Monday, July 6, 2009

A rumination on the tender feelings of artistes

Just been ruminating a bit on the relationship between hurt feelings and being a writer. In fact it may be one of the core things that make someone start writing fiction in the first place. That inability to protect oneself from the slings and arrows; from those annoying things called “feelings”. Instead of water off a duck’s back, a writer type internalizes, twists and morphs and spits it back out again as a piece of story that may be thinly veiled, or maybe almost completely unrecognizable when held up next to the thing that prompted it.

I have a writer friend that was a bit troubled by the concept that all writers have a dark side. She is troubled by this because she hasn’t one. At least she hasn’t one that she admits to. Having read a short fiction piece she wrote about deep fried electrified cat, I’m not so sure. And come to think of it, her retelling of Little Red Riding Hood ended with Red getting eaten by wolves, so Squish, perhaps the denying of your dark side needs to end?

But back to the hurt feelings thing.
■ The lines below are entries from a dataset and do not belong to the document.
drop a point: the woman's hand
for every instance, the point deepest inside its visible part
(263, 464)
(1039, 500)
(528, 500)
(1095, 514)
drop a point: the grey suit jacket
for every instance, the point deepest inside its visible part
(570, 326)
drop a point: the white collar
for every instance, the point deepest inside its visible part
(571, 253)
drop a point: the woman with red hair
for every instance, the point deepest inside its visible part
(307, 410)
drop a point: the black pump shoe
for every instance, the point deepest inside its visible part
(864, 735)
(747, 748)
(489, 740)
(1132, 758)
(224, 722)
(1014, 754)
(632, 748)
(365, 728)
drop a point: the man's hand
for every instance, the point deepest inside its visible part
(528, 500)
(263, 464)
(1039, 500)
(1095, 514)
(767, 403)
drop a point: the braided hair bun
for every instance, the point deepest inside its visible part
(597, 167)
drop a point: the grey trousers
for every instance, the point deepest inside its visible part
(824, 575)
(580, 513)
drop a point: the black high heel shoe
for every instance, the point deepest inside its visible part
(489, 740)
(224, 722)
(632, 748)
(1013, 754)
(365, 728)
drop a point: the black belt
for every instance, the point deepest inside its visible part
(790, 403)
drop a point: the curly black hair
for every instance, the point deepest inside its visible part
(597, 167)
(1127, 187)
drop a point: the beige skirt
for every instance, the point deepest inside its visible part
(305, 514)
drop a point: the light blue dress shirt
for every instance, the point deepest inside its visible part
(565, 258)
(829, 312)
While we all have those moments of perfect clarity after the fact, where we whip off snappy comeback after snappy comeback, in the moment many of us are at a loss for something powerful and relavent to say. For writers I think this happens to us so intensely and frequently at a young age that we start wearing a groove in our brains repeating “What if? What if? What if?” ad nauseum. Gets to be kind of an OCD thing after a time and suddenly we are almost totally incapable of shutting that question down and living in the moment. Likely why so many writers(and artists in general) are thought of as neurotic and flaky. Cause we are. We try and deal with our feelings by transforming them. When it works, its golden, when it doesn’t we self destruct.

The only way that I have ever found through the dark paths is to litterally keep my head down and place one foot in front of the other. I've been doing that at my day job today. One word. At. A. Time. Now on my lunch break appropo of nothing, I'm whipping off this little blog piece so quickly the keys are smoking. Last night though too, working on my current short script. Got masses done but kept panicing the whole time, judging instead of getting it out. Vividly seeing the scenes in my head but when I try and catch the words I'm raking my fingers through the air and only coming up with a fraction of the scene's richness. TIme and again I had to bring my self back with the instruction just to write one more line, one more sentence, come on now fix it later if it doesn't work but get it out there now.


What I need to do, both now in returning to this proposal and tonight when I sit down with the short script is to kick my internal editor in the ass and lock her in a brain closet for the day. She can come out tomorrow and edit the work of today. But if I can't get her to move her fat ass out of the way today it is going to be a James Joyce kind of day. That from the story (probably untrue) about a friend arriving at day's end to pick him up for a night at the pub and finding Jimmy at his desk, head in hands; "How many words today, Jimmy?" the friend asks. "Seven." groans Jimmy. "Well that's good for you, naught?" says the friend. "Yes,"says Jimmy "But I don't know what order they go in."

Rats. There is an incorrect use of "its" somewhere in the above but now I can't find it and I have to get back to the proposal writing so I'm going to let it skate and beg your grammatical indulgence yet again.